ここからいえることとは、SFは人間がゼロから創り出した世界観といえる。ありとあらゆる小道具が想像や発展した科学の中で創造され、最も想像力のある科学者などといった人物がその発展に手を貸したのである。

SFでは往々にして、現在社会に見られる社会問題や人間関係を、SF的小道具やSF的背景を通じて描き出すという手法がとられる。この通り、現代とは全世界が共有されてはいるが、その統一された世界観はだれもが共有しているわけでもない。共有しているとすれば、それはSFという世界観である。共有しないわけではなく、ただ物理的な手間から、現代という世界観を共有できないだけである。

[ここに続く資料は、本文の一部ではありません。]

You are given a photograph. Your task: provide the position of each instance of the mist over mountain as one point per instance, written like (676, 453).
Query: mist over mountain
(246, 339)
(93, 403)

が、皮肉といえばいいのか、現代人は現代社会の世界観よりむしろ、典型的なSF世界観によって見識が統一されている。このように、SFはファンタジーとは違い、現代を如実に映す鏡としての役割をも、担っているのである。また、未定で不定な現代の畸形的な一角を、SFという巨大な隠喩によって共有できるのである。

そしてアナロジーとは

ここでひとつの類似がある。芥川龍之介は、実際に平安の時代を体験したわけではない。体験という一点においてのみ、我々が知る平安時代は全くの絵空事、空想、非現実である。同様の論理が、前述したファンタジー、そしてSFについても当てはまる。小説舞台は、ある程度の割合で全くの空想なのである。もしくは、よくできた現実のレプリカ、あるいは全くの虚構である。

存在しない場が、あたかもあるかのように扱われていることは、成熟した仮想世界であることを示す。現在も過去も未来も、当時における「現在」とは書くべき余地が対して存在せず、同時代人にとっては不定であり、全ての舞台装置が出揃っていない、未成熟な世界なのである。